The Romanoffs Episode Five Bright and High Circle also stars Diane Lane with Ron Livingstone as a wealthy and influential coupe in Los Angeles. She teaches Russian literature and fired her maid for breaking a piece of china from her great -great –great grandmothers Royal Russian tea service. There may be a pedophile in their midst; a popular piano teacher is under investigation by local police. Lane’s character is questioned as all three of her sons studied with the man. Police ask her to keep their conversation to herself but she spills to five people within a day or so. He comforts her when she feels pangs of guilt for living in their gorgeous Frank Lloyd Wright home, as though she doesn’t deserve it. Complicated psychological issues arise like her fantasy that he told her that his entire family was murdered in the Russian revolution and she answered that hers was too. She feels protective of him as the walls close in. After all, her family knows that bearing false witness can ruin lives.
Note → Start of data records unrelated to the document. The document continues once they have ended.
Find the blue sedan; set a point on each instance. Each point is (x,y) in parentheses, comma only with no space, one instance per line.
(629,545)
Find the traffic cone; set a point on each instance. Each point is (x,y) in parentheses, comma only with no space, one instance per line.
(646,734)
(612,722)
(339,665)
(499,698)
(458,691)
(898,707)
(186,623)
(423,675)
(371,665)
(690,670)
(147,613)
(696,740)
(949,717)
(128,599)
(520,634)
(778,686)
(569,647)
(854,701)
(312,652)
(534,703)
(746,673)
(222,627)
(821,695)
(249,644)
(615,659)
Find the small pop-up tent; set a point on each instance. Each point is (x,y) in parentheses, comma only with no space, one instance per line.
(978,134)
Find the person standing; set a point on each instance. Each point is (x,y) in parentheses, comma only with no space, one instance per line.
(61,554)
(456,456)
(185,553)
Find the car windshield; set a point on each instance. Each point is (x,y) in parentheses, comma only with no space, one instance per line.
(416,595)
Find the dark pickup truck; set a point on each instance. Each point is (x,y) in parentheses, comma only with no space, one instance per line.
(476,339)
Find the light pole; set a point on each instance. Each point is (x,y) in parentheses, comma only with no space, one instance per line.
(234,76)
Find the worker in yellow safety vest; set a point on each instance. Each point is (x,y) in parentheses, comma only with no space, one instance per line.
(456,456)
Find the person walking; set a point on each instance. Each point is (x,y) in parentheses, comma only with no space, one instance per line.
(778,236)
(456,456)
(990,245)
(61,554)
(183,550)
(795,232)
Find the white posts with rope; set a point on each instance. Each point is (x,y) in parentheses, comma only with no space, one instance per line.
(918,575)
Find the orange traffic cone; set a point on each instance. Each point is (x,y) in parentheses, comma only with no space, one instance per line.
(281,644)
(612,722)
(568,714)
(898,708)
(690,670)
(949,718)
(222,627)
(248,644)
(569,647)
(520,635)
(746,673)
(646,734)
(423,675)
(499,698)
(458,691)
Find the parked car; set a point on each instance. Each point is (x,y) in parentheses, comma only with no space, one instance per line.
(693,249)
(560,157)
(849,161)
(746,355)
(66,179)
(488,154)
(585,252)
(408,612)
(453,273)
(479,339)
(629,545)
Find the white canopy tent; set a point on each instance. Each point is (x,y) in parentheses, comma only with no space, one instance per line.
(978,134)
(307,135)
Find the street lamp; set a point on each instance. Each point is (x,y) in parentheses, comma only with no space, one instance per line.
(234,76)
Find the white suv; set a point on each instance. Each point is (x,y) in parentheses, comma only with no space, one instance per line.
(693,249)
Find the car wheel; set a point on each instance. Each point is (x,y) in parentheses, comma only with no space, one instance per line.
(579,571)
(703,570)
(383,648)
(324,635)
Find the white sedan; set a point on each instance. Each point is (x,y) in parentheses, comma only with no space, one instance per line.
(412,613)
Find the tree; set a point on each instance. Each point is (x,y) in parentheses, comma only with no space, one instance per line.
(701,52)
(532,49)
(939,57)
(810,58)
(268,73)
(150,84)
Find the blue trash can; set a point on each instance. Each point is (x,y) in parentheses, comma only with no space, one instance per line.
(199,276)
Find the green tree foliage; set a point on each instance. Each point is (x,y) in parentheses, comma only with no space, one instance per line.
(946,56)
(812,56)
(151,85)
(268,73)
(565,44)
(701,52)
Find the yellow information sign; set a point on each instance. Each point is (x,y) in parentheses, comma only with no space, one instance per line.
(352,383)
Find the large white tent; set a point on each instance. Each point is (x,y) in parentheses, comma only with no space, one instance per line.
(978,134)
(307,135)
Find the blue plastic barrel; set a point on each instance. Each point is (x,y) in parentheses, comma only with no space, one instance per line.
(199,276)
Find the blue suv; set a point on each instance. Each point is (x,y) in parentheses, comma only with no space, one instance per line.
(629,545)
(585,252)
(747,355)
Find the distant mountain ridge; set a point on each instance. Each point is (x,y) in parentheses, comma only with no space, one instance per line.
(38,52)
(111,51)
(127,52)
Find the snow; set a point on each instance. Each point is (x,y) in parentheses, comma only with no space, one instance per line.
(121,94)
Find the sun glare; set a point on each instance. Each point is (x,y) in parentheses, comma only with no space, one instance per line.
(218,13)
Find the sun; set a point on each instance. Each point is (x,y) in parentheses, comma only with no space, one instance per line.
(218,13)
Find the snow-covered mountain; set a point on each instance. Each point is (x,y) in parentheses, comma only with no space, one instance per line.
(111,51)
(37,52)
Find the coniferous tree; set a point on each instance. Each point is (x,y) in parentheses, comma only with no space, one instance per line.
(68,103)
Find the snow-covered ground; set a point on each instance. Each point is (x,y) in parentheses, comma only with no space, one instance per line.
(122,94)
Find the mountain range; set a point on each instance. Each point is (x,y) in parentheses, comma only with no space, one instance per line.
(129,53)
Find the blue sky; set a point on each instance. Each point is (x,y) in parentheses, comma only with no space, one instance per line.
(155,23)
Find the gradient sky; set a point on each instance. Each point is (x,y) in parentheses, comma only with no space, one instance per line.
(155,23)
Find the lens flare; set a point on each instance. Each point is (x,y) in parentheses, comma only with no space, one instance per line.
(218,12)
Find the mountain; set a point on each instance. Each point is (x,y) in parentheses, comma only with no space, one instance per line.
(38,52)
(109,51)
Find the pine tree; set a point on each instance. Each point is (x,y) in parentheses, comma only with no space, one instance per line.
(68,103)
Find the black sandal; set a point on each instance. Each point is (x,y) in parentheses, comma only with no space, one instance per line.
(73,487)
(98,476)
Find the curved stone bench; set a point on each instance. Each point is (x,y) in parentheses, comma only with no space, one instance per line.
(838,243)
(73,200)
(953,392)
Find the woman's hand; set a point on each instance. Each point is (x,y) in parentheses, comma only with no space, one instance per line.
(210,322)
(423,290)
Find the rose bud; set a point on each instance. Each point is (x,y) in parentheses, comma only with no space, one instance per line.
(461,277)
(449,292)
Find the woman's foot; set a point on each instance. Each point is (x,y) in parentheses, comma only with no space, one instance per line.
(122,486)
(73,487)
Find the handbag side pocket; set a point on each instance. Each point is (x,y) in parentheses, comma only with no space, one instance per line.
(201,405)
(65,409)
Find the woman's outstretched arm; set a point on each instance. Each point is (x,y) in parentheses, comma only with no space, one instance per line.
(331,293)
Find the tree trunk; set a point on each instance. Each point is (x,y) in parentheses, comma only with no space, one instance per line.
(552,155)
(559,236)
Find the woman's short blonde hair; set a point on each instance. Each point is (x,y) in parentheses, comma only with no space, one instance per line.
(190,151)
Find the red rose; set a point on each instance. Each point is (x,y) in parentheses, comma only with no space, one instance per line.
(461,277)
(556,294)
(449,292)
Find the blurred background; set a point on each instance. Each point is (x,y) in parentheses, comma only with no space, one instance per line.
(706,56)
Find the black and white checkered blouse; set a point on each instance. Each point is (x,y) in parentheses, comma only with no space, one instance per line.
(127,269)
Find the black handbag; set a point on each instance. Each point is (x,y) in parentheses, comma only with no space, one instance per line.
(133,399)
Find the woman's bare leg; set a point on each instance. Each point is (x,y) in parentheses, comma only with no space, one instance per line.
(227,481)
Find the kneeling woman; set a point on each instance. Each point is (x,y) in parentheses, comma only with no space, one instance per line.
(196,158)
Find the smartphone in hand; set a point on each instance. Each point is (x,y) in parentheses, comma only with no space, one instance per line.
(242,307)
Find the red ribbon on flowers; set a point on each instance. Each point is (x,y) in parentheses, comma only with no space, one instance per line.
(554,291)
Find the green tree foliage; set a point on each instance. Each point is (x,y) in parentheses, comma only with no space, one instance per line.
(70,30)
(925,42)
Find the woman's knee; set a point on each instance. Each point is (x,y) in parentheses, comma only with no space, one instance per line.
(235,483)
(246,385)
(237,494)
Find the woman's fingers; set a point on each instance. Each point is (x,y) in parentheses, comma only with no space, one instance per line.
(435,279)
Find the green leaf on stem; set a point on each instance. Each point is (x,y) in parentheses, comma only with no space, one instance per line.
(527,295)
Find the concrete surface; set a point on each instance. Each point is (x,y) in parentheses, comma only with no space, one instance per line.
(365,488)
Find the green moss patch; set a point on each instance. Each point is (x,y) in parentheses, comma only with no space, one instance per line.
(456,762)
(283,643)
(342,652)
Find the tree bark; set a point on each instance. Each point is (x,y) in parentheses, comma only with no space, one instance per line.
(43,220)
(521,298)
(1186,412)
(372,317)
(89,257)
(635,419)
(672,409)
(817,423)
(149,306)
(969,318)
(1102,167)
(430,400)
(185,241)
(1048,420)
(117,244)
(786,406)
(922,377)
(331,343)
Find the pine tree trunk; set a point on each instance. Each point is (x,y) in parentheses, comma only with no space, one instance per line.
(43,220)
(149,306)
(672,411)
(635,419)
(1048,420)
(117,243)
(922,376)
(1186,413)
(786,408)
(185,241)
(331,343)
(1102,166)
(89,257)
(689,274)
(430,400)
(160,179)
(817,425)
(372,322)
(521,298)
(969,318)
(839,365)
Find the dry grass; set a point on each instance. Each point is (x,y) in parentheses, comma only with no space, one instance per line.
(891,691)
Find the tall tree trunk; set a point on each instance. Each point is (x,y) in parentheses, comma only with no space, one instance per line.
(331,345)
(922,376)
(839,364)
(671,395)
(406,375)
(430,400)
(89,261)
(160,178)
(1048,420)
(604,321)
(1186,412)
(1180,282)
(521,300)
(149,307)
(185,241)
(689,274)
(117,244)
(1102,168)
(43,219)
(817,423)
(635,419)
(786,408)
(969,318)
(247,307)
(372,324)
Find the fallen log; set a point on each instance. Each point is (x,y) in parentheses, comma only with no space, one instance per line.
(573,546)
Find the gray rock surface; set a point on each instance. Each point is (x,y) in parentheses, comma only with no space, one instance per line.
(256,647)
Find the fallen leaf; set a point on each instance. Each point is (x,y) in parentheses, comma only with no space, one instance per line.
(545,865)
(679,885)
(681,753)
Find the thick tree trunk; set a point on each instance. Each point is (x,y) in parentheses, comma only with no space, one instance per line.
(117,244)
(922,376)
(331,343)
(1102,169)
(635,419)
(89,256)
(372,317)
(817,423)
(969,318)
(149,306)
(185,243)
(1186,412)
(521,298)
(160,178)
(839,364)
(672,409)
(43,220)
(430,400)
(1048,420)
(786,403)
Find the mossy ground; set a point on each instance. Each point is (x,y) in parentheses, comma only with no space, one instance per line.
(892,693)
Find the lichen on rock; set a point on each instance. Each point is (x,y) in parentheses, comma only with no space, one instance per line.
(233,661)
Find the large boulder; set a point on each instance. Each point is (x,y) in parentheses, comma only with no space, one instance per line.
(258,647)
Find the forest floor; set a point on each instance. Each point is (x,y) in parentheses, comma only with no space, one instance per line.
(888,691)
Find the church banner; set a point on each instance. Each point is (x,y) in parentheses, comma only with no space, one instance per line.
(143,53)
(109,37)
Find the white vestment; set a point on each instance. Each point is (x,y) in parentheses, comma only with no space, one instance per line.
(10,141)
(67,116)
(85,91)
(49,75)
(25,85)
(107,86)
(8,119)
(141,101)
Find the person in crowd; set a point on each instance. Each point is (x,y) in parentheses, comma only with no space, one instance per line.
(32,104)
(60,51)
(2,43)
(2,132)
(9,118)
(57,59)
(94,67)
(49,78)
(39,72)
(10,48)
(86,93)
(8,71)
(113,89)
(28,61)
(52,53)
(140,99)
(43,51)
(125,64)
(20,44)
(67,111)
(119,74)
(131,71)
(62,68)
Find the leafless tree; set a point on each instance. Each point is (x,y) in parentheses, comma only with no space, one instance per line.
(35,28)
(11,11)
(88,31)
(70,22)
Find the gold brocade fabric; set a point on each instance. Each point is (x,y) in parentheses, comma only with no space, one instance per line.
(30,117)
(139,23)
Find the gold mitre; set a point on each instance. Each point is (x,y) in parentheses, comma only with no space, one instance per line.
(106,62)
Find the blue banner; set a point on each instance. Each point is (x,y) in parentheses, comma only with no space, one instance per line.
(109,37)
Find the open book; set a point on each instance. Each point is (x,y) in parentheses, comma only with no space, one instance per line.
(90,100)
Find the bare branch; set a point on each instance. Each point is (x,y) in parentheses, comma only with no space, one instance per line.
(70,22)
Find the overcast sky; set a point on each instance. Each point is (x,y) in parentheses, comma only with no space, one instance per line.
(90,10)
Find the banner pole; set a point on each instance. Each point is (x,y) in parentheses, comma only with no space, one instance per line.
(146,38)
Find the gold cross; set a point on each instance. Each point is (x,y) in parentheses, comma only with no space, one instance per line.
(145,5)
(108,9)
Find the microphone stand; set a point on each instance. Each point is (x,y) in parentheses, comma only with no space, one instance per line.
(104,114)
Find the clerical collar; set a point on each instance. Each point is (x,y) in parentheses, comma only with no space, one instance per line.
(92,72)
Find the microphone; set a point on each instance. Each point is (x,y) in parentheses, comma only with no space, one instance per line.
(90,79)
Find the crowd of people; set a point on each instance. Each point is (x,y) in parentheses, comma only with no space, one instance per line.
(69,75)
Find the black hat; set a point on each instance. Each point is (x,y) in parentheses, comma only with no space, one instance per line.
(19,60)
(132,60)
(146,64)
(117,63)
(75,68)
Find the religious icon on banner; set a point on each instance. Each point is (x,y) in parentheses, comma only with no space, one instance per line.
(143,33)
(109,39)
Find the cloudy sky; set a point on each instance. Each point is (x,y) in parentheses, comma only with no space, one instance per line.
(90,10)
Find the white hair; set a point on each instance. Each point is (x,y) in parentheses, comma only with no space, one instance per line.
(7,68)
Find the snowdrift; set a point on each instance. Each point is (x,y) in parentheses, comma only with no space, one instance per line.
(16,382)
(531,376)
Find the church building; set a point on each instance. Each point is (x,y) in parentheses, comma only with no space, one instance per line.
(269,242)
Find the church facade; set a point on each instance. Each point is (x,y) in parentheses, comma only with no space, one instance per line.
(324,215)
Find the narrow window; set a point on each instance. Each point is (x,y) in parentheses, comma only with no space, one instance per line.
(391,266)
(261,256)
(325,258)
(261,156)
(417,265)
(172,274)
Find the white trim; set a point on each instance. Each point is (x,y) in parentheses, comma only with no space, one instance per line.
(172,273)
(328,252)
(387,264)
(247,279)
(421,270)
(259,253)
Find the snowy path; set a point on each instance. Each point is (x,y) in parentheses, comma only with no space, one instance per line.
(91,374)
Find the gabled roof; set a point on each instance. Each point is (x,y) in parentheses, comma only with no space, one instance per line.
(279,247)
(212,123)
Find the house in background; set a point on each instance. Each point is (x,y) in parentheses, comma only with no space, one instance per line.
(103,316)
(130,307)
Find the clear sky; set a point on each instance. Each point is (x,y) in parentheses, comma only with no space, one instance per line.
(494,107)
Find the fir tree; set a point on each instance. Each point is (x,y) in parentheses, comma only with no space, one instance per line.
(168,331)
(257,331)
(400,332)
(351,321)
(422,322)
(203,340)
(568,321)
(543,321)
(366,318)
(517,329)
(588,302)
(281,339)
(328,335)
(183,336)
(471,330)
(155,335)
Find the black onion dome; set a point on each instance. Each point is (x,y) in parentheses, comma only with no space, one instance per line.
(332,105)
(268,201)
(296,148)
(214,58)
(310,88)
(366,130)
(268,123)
Escape from Dannemora the true eight episode crime series directed by Ben Stiller tells the sad story of Tillie Mitchell a prison employee who helped Richard Matt and David Sweat, both serving life sentences for particularly brutal murders escape custody. Mitchell allegedly had intimate relations with both men and brought them gifts, and eventually the tools they used to “go over the wall”. The stranger than fiction episode embarrassed prison and state officials, as it uncovered extreme negligence that allowed the men to use power tools under the prison over a six month period and go unmarked in 400 headcounts. Matt and Sweat eluded capture for three weeks, costing the state $23 M. Patricia Arquette is unrecognizable as Mitchell, a married woman with low intelligence and self-esteem, who was enthralled by the bad boys. Paul Dano and Benicio Del Toro play Sweat and Matt who also formed a close jailhouse attachment. Great true life tale and Arquette is a marvel, but I found it super creepy and dark and clocked out early. Sundays on Crave.
Are you watching Monica Lewinsky’s documentary limited series The Clinton Affair on A&E? Twenty years on, the former Clinton White House intern spills details of her two year long affair with President Clinton that rocked the world and ended with his impeachment. Episode two airs Sunday night.